World Cup 2018: All the Semifinalists, Ranked

Only four teams of the 32 that entered the World Cup three weeks ago are left in the tournament, and a new world champion will be named on Sunday.

None of the four semifinalists made it to the same level four years ago and two of them—Belgium and Croatia—have only made it this far once, while England has reached the semifinals only twice in its history.

Here, Newsweek has ranked each of the four surviving teams and its prospects.

Eden Hazard during training at the Guchkovo Stadium in Dedovsk, outside Moscow, on July 8, ahead of the team's 2018 World Cup semifinal football match against France. Franck Fife/AFP/Getty Images


This might be Belgium's first appearance in a World Cup semifinal since 1986, but make no mistake, the Red Devils have earned their place in the last four. If the first hour of its round of 16 games against Japan saw familiar weaknesses resurface, its quarterfinal performance against Brazil was a timely reminder of the abundance of talent running through this team.

Roberto Martinez got his tactics spot on and Belgium's front three ran riot, with Eden Hazard, Romelu Lukaku and Kevin De Bruyne tearing through the Selecao's defense at will. While their back three could struggle against the pace of France's forwards, this is the Red Devils' best chance of reaching a World Cup final.

The perennial chokers for so long, will the golden generation of Belgian soccer seize its moment?


Having disposed of Argentina in the round of 16, France was expected to face a much sterner test against Uruguay. Instead, it comfortably strolled to a 2-0 win, displaying the kind of tactical discipline that in the past has often separated World Cup winners from the rest.

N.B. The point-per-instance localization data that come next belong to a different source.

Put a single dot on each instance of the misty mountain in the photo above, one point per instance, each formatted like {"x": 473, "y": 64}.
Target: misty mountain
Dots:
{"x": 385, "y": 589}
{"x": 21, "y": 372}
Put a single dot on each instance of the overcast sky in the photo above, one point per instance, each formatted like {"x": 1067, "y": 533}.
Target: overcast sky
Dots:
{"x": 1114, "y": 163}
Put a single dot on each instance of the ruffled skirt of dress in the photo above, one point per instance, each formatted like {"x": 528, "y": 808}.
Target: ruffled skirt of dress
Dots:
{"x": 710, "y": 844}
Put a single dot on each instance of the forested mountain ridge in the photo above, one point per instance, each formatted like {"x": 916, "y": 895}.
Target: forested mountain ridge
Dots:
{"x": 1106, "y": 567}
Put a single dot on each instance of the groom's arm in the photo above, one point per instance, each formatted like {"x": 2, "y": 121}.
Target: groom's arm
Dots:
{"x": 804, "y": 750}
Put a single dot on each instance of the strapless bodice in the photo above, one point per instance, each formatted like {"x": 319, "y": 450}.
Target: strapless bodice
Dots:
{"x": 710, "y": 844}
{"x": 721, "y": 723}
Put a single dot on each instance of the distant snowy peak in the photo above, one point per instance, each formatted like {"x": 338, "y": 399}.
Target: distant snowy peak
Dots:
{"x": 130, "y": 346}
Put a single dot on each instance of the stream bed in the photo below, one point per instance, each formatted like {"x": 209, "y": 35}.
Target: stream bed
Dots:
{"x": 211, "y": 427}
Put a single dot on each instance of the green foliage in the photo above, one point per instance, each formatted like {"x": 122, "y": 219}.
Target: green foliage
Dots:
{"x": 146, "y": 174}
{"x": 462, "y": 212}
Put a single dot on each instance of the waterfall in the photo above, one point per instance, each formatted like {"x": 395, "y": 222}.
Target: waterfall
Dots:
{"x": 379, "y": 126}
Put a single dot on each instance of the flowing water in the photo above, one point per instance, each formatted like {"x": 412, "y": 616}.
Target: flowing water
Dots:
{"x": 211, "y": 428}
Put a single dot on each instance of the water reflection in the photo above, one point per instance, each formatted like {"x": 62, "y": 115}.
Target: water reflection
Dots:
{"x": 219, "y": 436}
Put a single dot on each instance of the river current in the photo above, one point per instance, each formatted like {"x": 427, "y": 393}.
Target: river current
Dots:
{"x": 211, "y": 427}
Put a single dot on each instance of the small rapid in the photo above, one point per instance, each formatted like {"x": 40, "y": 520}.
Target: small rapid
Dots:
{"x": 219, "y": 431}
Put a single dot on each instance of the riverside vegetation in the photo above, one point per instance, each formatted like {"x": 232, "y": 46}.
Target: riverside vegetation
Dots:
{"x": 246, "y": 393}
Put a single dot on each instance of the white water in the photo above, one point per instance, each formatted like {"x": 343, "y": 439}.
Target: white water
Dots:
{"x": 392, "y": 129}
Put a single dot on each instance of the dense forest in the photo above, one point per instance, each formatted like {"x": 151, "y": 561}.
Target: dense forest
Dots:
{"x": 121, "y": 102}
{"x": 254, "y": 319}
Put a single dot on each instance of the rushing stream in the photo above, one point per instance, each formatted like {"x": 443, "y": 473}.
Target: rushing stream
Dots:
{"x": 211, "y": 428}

Unlike Belgium, Les Bleus have the experience of playing on the big stage—this is the team's third semifinal of a major tournament in 12 years—and it continues to resemble a team still not playing at its full potential.

The likes of Kylian Mbappe and Antoine Griezmann could pose a serious threat to a Belgian defense not exactly blessed with pace, but Didier Deschamps's men will have to be wary of Belgium's attacking trio.

As Argentina showed, France can be susceptible defensively.


The recurring criticism of England throughout the tournament is that it has yet to face a real test. After emerging from a relatively easy group, the Three Lions scraped past Colombia on penalties and beat Sweden 2-0 on Saturday, to book its first World Cup semifinal in 28 years.

While it's true England hasn't faced any of the tournament's big hitters yet, it has displayed the kind of carefree attitude that always escaped its predecessors and the chance of competing for soccer's biggest prize for the first time since 1966 has generated a sense of euphoria England hasn't experienced in years.

Gareth Southgate's men will almost certainly have to work harder against Croatia than they have done so far in the tournament, but their momentum will take some stopping.


Luka Modric celebrates after Croatia beat Russia on penalties at the Fisht Stadium in Sochi on July 7, 2018. Croatia will play England in the semifinals on Wednesday. Adrian Dennis/AFP/Getty Images

Having dazzled its way through the group stages, Croatia was somewhat pedestrian in its two knockout games and needed penalty shootouts to overcome Denmark and Russia.

However, if the fluidity seems to have disappeared and the legs feel heavy after playing 240 minutes of soccer in six days, the euphoria of reaching a first semifinal since 1998 should provide the perfect tonic.

In Luka Modric and Ivan Rakitic, Croatia has two of the best midfielders in the world and should provide England with its hardest test yet. Crucially, Croatia will go into the game on Wednesday as the underdogs, a role that has always suited it.